Extraction was done in two steps. In step 1, we deployed an event tagging algorithm and a set of temporal term recognition rules to recognize medical terms and temporal terms from the text. The remaining segments of the text were considered candidate descriptions of the medical terms. In step 2, each medical term that signifies an event was linked to its time of occurrence and candidate description, if available.

Medical event tagging

Given the cross-domain medical dictionary constructed in the previous section, we deployed a simple recursive algorithm that performs the longest match to recognize terms in each sentence. For a given sentence, we considered all possible phrases in this sentence, from the longest to the shortest, and used a Boolean array to mark the tagged characters. When tagging a sequence, we first check whether the first and last character of this sequence has been tagged. If either of them has been tagged, there is no need to tag it.

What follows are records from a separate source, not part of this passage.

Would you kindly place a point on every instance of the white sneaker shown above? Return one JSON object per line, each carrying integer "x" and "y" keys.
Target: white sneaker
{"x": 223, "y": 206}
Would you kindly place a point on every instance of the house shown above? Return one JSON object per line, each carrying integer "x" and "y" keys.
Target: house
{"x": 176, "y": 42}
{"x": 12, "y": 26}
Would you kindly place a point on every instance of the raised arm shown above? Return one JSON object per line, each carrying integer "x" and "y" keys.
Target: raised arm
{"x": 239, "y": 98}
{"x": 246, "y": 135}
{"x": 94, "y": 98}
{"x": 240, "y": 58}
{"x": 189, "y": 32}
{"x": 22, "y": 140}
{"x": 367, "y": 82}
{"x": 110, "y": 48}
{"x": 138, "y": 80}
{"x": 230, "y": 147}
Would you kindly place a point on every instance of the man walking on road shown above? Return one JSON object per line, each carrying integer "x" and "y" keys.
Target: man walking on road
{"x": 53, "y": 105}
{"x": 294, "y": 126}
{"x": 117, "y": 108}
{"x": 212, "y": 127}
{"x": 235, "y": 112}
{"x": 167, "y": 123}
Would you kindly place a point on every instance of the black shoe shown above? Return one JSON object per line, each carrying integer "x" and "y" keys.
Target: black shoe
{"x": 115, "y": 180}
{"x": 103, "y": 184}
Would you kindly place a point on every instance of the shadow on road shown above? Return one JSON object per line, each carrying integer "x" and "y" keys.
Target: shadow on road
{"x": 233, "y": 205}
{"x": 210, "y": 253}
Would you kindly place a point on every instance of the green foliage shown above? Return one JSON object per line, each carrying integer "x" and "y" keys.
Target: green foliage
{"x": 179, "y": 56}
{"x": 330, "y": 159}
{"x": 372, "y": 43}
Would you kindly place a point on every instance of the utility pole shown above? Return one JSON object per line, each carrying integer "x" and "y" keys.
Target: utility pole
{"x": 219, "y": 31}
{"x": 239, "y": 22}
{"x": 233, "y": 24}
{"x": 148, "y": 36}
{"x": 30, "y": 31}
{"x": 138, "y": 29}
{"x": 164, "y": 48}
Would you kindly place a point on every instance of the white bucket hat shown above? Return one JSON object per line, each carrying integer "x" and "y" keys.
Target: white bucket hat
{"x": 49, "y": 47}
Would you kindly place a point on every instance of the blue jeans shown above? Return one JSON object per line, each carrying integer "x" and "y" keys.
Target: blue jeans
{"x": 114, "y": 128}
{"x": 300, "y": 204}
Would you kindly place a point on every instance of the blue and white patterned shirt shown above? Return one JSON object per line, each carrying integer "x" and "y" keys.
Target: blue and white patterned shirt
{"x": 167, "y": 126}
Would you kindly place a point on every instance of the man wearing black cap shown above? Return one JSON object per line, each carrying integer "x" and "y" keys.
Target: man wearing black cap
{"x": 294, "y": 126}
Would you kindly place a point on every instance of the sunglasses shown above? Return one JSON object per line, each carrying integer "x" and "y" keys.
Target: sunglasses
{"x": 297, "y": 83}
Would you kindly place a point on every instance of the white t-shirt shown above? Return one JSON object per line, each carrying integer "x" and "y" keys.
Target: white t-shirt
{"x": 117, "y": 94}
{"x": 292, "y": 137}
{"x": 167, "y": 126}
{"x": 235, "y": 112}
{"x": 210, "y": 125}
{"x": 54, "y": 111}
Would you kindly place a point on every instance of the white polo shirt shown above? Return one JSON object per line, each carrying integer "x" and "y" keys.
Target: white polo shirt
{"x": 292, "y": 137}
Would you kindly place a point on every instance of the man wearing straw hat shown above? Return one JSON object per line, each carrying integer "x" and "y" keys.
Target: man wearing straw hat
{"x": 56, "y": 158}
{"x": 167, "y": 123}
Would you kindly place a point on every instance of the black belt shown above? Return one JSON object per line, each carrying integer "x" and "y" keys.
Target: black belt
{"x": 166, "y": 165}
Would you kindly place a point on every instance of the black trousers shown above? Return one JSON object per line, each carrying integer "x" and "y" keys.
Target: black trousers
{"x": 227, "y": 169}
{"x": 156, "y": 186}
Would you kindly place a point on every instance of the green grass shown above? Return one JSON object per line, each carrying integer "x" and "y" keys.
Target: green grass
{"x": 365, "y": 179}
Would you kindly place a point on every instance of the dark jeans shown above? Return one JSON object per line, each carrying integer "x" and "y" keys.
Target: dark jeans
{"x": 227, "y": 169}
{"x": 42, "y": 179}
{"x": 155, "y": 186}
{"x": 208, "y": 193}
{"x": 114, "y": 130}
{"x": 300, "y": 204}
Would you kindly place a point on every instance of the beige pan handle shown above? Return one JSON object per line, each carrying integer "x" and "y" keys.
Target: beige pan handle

This is because there’s a longer sequence that contains all or part of this sequence. Otherwise, we check whether one of the medical term lexica contains this sequence. If so, the sequence is added to the tagged list.

Algorithm 1: Term Tagging

Input:

K, the set of 5 lexica

s, the sequence we are going to label

Output:

L, the list of tagged terms

1. function tag (s)

2.  n ← length of s;

3.  declare a Boolean array of length n has_tagged and set all values to false.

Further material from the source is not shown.